技術進化の大きな流れの中で、ネットの「こちら側」(実社会)から「あちら側」(ネット社会)へのパワーシフトが確実に起きてくる。
「あちら側」は、インターネット空間に浮かぶ巨大な「情報発電所」。いったんその巨大設備たる「情報発電所」に付加価値創造のシステムを作り込めば、ネットを介して均質なサービスをグローバルに提供できる。
もし多くのユーザーが、自分の情報を「こちら側」に置かずに「あちら側」に置く方が色々な意味で良いと確信すれば、産業界における情報の重心は移行していく。
日本の「あちら側」についての認識は、「こちら側」にイノベーションを起こすために必要な仕掛けという程度。しかし、付加価値が順次「あちら側」にシフトして行くと、「こちら側」のモノはコモディティ化して行き、競争力を失う。
例えば、GoogleのGmailは、メール情報(データ)を「あちら側」に置くサービス。ひとたび情報をGoogleの配下(あちら側)に置けば、今後「情報発電所」の機能を増強することで、様々な新しいサービスを自在に付加できる。

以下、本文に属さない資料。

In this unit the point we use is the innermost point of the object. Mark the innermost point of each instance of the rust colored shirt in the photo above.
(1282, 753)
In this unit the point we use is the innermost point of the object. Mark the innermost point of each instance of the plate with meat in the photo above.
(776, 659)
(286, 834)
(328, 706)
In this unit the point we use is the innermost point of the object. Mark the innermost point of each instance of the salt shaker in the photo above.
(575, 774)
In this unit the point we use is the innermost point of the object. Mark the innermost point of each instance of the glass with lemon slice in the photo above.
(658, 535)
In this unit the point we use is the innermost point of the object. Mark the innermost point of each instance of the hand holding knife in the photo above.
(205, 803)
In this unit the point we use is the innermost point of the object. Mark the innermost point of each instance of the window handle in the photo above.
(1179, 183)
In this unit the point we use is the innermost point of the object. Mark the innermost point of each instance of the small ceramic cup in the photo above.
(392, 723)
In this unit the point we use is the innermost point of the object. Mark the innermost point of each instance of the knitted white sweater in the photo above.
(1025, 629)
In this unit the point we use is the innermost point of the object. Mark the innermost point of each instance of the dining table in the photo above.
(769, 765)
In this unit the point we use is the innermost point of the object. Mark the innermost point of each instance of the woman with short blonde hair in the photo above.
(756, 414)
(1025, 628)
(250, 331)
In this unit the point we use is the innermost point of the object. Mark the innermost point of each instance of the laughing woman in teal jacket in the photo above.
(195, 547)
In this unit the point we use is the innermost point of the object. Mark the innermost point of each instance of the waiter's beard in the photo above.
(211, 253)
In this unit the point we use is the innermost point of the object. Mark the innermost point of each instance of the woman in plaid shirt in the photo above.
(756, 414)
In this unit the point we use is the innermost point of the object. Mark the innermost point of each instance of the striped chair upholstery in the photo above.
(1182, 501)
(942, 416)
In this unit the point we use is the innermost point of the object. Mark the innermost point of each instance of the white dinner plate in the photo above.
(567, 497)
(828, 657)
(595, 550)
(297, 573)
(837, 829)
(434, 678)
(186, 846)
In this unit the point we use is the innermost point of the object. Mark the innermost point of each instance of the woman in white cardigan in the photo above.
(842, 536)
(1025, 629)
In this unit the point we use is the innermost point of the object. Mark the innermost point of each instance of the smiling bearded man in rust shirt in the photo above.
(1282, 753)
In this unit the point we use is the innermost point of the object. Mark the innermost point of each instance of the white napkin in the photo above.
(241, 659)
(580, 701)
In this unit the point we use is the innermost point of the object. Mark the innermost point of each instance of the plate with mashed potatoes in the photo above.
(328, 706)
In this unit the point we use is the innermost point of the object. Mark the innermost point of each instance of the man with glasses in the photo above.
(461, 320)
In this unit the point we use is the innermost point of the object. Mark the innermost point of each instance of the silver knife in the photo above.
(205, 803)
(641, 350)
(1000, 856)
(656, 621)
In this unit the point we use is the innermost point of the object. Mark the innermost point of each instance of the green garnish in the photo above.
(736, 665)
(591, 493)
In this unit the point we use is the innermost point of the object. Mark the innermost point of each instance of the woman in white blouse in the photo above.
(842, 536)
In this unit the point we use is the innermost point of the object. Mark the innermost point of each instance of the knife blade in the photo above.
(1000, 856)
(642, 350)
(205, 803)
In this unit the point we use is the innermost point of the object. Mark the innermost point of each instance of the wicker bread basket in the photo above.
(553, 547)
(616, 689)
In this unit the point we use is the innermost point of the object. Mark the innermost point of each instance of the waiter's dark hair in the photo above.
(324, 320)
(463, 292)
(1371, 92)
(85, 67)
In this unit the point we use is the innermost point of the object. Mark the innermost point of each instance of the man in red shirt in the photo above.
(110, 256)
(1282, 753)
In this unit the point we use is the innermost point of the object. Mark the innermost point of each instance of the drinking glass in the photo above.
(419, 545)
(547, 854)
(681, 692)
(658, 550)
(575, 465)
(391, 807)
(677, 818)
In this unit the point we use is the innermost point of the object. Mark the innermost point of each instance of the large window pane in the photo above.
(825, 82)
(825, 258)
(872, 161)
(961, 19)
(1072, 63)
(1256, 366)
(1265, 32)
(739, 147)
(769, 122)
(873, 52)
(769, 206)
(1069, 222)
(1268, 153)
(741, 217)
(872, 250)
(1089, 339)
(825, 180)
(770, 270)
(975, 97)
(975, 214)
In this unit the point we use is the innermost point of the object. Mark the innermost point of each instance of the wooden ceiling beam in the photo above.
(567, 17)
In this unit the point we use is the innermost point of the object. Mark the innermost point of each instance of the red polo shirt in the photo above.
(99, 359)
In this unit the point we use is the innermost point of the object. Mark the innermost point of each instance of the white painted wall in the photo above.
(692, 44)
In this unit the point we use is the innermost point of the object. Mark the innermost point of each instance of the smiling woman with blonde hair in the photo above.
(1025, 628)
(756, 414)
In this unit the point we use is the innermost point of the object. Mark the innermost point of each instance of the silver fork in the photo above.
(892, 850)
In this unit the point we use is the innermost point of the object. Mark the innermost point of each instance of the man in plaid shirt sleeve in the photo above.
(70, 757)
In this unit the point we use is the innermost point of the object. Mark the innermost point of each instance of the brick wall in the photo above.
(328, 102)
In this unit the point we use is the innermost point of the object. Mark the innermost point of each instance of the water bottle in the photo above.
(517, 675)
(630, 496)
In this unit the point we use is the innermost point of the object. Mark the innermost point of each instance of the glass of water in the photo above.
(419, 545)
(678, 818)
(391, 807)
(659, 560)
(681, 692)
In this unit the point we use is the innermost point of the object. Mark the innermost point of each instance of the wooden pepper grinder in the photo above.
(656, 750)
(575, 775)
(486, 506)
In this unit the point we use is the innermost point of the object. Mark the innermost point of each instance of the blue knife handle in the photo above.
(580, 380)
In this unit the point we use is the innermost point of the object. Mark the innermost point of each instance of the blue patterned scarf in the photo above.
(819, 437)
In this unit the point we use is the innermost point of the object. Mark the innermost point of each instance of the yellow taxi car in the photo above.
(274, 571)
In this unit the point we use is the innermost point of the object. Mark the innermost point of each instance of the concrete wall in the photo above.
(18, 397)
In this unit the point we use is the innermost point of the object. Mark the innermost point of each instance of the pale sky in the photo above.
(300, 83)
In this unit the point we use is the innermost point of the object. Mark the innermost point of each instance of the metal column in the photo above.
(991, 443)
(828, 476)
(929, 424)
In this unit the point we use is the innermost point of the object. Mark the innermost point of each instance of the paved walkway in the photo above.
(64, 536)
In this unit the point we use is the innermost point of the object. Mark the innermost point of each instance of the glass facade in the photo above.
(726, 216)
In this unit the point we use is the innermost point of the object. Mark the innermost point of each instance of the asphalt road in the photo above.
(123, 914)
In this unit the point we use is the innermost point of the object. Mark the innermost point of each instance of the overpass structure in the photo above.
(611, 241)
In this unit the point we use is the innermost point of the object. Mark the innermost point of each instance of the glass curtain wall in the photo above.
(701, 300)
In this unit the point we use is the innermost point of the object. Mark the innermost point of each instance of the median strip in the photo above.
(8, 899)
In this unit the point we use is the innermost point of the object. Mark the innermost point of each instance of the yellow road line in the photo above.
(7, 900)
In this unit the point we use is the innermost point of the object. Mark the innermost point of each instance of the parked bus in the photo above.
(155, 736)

この部分は、日本の「IT業界」に対する問題提起なので、一般の中小企業さんとしてはピンと来ないと思います。
ただ「情報を手元のパソコン(こちら側)に置かないで、インターネット上に用意されたデーターベース(あちら側)に置く」というサービスが今後徐々に増えてきますので、こうしたサービスを活用して、自社の業務運営を改善できないか、色々と工夫していきましょう。
ベストセラーを、1,000部で5ミリの棒グラフで描いてみる。ベストセラーは高さ10メートル。一方ほとんど売れない本は、高さ5ミクロンで横に1km以上。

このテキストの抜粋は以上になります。